Hao-Lun Hsu, Nikki Lijing Kuang, Boyi Liu, Zhewei Yao, Yuxiong He
Large language model (LLM) agents struggle with long-horizon tasks due to their inherent statelessness, requiring all task-relevant information to be encoded in growing input contexts. The resulting degraded reasoning quality, increased inference cost, and higher latency necessitate efficient working memory mechanisms. However, existing approaches either rely on lossy compression or similarity-based retrieval, which often fail to capture temporal structure and causal dependencies required for multi-step agentic tasks. In this work, we present HORMA, a Hierarchical Organize-and-Retrieve Memory Agent that organizes experience into a file-system-like hierarchical structure, where summarized entities are linked to the corresponding raw trajectories, enabling efficient access without losing detailed information. HORMA decomposes working memory into two stages: structured memory construction and navigation-based retrieval. The construction module iteratively refines how experiences are structured by distinguishing between failures caused by missing information and those caused by misleading or overloaded context. The navigation module retrieves task-relevant context by traversing the hierarchy using a lightweight agent trained with reinforcement learning to select minimal yet sufficient context, thereby reducing latency along the critical execution path. Across ALFWorld, LoCoMo, and LongMemEval, HORMA improves task performance under constrained context budgets while requiring at most 22.17% of the baseline token usage in long conversation tasks. Compared to existing methods, it consistently achieves better efficiency-performance trade-offs and generalizes effectively to unseen tasks.
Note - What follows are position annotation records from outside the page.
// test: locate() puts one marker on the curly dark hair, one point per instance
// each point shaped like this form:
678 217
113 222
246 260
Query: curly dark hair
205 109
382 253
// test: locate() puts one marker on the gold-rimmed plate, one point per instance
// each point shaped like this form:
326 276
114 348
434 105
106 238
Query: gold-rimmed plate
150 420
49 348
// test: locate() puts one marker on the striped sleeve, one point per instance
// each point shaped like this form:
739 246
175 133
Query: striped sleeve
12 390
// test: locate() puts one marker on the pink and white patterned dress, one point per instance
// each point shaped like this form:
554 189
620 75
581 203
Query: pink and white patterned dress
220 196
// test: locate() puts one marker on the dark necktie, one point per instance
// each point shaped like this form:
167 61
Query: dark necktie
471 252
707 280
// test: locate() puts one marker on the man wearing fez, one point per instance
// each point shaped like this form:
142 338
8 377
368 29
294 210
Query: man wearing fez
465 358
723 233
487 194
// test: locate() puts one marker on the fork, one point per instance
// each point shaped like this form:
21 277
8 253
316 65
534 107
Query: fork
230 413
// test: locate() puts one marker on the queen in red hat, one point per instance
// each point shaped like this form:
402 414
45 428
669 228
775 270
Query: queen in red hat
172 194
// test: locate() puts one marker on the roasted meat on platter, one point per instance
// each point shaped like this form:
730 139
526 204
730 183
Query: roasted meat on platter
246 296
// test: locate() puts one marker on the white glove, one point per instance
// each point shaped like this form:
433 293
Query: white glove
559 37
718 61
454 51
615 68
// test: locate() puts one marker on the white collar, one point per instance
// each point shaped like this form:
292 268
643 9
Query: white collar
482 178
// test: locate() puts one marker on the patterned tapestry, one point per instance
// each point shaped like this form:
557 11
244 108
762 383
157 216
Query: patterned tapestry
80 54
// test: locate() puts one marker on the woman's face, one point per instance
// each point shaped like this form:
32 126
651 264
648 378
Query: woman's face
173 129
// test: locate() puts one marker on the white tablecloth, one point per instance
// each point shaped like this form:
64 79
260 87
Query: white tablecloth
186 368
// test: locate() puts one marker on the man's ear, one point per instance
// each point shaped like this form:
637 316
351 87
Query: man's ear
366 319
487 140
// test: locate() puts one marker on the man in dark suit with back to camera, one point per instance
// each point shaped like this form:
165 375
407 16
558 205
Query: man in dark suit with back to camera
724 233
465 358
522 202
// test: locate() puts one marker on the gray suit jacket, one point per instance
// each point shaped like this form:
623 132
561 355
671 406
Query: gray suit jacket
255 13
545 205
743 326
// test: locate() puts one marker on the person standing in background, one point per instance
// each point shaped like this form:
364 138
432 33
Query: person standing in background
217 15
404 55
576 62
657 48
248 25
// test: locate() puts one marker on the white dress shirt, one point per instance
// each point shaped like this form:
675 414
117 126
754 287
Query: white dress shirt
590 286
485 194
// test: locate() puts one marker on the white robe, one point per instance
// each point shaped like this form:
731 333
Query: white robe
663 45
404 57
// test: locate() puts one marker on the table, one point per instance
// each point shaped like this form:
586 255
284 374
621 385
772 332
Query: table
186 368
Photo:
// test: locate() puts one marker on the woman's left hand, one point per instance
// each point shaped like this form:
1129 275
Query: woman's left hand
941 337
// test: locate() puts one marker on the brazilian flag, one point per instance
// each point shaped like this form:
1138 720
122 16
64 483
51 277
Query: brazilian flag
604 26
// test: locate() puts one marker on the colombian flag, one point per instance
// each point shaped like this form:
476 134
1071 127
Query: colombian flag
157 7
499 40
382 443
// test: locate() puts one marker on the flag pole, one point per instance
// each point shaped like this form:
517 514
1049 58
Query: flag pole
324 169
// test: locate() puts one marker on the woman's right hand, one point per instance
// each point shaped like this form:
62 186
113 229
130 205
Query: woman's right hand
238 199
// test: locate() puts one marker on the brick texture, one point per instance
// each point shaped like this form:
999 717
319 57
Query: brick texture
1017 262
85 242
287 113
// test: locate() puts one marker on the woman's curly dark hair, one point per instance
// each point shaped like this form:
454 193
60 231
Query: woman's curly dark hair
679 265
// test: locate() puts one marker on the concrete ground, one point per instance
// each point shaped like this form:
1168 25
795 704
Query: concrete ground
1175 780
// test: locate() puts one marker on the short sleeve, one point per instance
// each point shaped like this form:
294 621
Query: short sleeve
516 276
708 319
HORMA addresses a genuine and increasingly important problem: how LLM agents can maintain effective working memory over long-horizon tasks without succumbing to context window limitations. The key insight is the explicit decoupling of memory construction from memory retrieval, operationalized through a shared file-system-like hierarchical workspace. This is a meaningful architectural contribution because it resolves a credit assignment problem that plagues joint optimization approaches — when a task fails, it becomes ambiguous whether the fault lies in how memory was organized or how it was retrieved.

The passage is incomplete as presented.